Nearly three decades ago, shortly before giving up power, Pinochet prohibited all forms of abortion, previously authorized in case of rape or risk to the life of the mother. Now, a priority for President Michelle Bachelet, Chile's first woman president and a pediatrician by training, is lifting the strict ban on abortion. According to Agence France-Presse, Bachelet's efforts to overturn the strict prohibition, which penalizes abortions with up to five years in jail, began in 2015.

The measure, which passed with a 22-13 vote in the Senate, allows abortion in cases of rape, if the mother's life is at risk or if the fetus presents a deadly birth defect. It now awaits a ruling by the Constitutional Court at the request of the opposition. "We are satisfied. We have delivered alternatives, and safe health care options, to all women, regardless of the decisions they make," said Claudia Pascual, minister for women and gender equality.

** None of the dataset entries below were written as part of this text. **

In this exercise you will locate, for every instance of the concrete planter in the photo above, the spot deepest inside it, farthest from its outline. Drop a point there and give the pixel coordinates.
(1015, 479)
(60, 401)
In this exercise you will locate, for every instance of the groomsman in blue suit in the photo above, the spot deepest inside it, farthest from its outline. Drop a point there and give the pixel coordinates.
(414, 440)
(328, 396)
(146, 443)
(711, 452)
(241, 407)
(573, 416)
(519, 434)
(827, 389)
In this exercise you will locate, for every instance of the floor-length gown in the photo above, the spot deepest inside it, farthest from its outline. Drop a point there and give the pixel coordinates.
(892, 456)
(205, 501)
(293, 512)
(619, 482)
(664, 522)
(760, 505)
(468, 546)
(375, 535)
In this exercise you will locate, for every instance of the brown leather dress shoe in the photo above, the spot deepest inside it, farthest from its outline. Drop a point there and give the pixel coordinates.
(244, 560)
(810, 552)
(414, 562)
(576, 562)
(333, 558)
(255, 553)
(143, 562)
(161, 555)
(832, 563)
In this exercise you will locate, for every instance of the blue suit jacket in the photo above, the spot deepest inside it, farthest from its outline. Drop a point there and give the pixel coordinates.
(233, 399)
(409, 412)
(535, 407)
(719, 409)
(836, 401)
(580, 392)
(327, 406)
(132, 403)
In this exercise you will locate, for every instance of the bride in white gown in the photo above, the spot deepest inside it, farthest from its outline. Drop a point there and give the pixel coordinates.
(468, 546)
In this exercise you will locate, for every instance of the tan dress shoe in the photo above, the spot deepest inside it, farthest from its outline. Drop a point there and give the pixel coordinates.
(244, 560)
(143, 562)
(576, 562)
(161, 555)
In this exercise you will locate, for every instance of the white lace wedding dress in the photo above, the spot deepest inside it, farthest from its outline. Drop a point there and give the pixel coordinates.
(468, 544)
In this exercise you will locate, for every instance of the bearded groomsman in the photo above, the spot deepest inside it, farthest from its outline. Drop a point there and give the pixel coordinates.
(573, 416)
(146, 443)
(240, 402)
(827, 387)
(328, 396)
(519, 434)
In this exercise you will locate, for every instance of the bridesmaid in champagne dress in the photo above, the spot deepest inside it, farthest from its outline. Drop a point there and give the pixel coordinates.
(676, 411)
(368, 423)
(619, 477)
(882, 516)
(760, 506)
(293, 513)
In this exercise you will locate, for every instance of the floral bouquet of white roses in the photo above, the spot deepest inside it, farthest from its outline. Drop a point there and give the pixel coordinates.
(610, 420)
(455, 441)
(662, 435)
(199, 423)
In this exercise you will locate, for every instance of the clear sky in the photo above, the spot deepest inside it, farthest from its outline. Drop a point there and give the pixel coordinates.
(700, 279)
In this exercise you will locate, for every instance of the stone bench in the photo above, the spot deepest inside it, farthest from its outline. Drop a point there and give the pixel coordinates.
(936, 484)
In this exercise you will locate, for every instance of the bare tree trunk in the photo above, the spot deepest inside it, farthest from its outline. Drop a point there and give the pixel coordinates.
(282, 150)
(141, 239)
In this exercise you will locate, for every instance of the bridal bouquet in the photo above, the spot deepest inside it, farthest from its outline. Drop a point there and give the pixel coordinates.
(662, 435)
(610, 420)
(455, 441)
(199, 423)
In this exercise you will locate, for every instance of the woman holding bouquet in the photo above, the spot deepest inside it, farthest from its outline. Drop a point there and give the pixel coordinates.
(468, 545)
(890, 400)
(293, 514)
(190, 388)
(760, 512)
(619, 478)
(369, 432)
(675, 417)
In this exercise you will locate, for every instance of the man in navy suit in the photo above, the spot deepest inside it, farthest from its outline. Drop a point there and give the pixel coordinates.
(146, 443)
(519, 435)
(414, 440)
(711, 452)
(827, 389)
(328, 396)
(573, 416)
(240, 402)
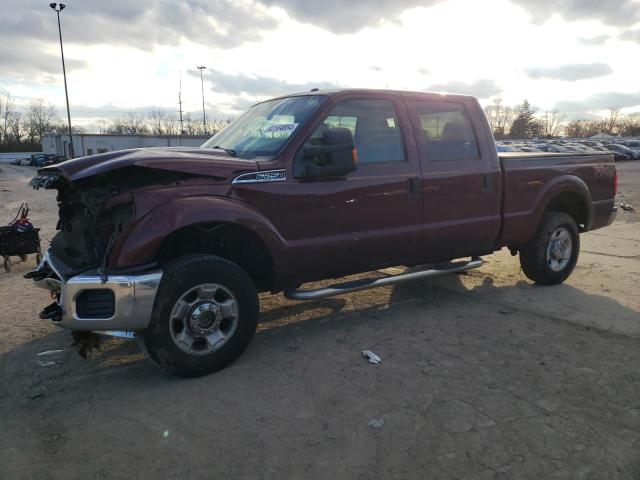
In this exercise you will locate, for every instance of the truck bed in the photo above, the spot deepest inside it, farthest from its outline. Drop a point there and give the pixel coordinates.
(531, 180)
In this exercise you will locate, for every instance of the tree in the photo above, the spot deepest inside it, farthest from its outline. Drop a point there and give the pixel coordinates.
(39, 120)
(631, 125)
(611, 125)
(6, 112)
(525, 125)
(552, 123)
(499, 116)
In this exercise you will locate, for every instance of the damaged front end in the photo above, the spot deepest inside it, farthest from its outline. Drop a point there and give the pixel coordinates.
(101, 199)
(94, 213)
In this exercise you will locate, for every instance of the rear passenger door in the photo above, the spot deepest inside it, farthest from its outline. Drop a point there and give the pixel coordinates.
(461, 179)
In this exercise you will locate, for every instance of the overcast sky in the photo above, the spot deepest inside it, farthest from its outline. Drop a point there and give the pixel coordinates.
(579, 56)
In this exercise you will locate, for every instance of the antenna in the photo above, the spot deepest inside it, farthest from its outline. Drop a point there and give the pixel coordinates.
(180, 104)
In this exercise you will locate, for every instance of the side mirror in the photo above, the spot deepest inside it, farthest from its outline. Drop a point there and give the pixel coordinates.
(336, 156)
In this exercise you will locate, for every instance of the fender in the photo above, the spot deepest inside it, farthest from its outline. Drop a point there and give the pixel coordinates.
(141, 240)
(519, 227)
(564, 184)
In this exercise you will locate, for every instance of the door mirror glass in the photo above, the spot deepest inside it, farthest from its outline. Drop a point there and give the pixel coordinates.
(334, 156)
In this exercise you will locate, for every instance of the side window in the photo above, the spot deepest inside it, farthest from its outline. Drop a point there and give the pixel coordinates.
(375, 129)
(447, 131)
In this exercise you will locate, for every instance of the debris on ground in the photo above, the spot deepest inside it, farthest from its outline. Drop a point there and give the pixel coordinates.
(49, 358)
(85, 342)
(371, 357)
(376, 423)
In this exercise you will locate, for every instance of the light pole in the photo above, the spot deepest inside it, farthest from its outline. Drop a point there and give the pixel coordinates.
(58, 7)
(204, 116)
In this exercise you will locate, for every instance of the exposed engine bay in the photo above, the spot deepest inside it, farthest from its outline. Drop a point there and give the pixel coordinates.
(94, 211)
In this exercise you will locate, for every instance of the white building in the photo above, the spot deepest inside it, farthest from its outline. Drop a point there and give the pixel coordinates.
(90, 144)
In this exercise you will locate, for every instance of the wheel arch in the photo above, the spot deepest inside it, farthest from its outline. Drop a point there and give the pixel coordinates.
(152, 237)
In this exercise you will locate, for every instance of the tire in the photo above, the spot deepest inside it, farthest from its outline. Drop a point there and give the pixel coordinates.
(546, 259)
(197, 293)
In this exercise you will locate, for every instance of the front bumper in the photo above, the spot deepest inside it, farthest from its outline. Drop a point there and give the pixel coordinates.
(121, 302)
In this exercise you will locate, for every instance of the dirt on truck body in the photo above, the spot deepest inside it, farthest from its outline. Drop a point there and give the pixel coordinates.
(174, 244)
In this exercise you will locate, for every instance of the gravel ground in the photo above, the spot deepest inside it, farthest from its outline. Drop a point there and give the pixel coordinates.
(484, 375)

Until now, the South American country has been part of a small group of socially conservative nations that barred abortion under all circumstances -- including the Dominican Republic, El Salvador, Gabon, Haiti, Malta, Nicaragua, the Philippines and Senegal. According to the report, terminating pregnancies in cases when the mother's life is endangered or the fetus is nonviable were legal in Chile for 50 years before the Pinochet-era restrictions were put in place.

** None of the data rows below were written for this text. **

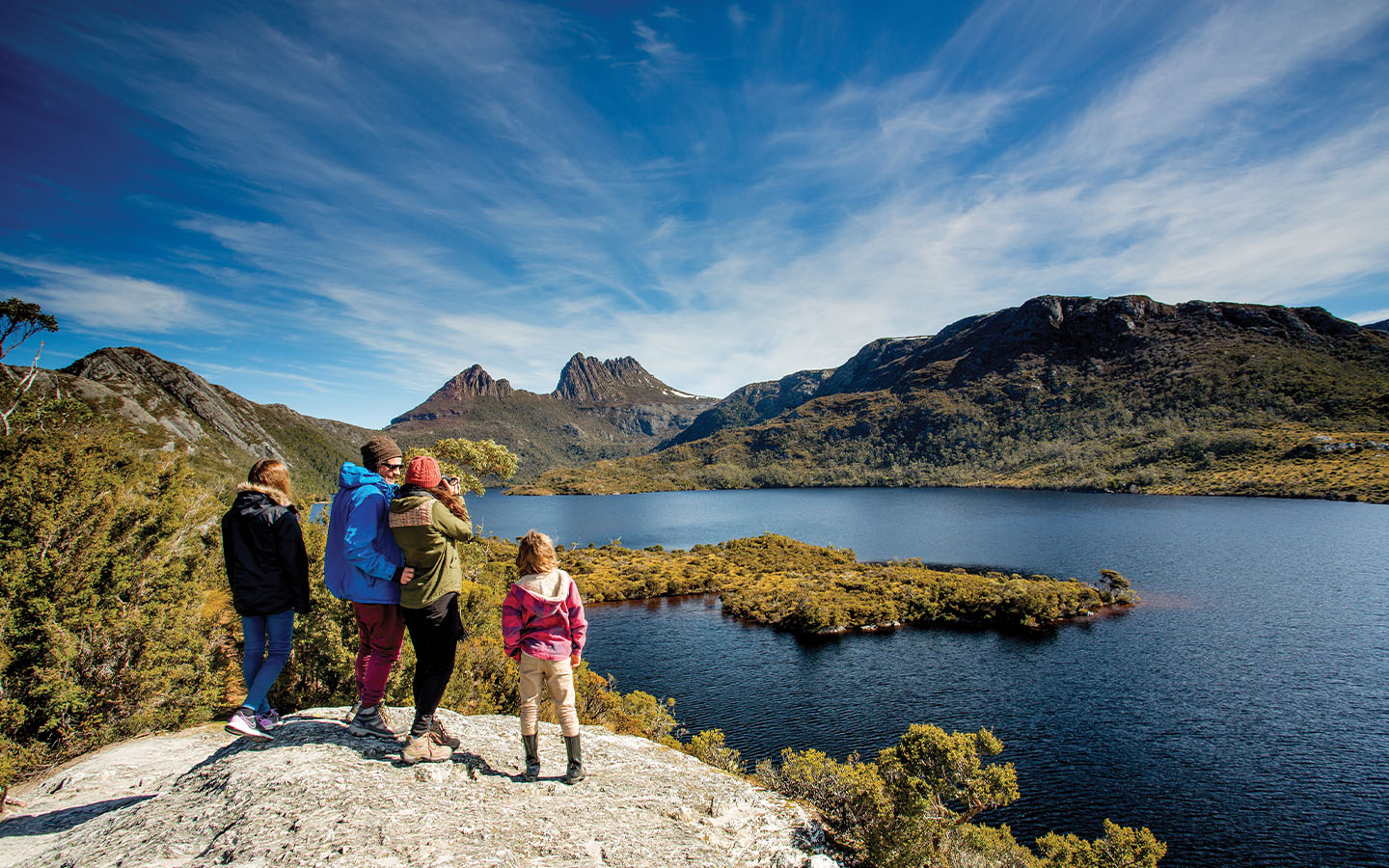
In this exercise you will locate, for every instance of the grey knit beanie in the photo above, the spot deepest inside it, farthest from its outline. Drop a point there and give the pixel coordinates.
(379, 450)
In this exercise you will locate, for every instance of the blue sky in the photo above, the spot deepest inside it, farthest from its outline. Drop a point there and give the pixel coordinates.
(340, 204)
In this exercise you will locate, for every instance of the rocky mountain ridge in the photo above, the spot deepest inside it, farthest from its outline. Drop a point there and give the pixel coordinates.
(317, 796)
(1051, 330)
(176, 409)
(1059, 392)
(600, 409)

Under the new law, rules surrounding abortions in cases of rape emerged as controversial. In such cases, now the victim will be able to seek an abortion legally up to 12 weeks into the pregnancy. For girls under 14, abortion is available up to 14 weeks. If a young girl is raped by her father, a judge or custodial person must give authorization for the abortion. If she is 14-19, a family member has to be informed of her wish to have an abortion.

Bachelet, after serving a first term as president, became the first chief of UN Women -- the United Nations Entity for Gender Equality and the Empowerment of Women. She pledged to see the easing of the ban enacted before she leaves office in March 2018.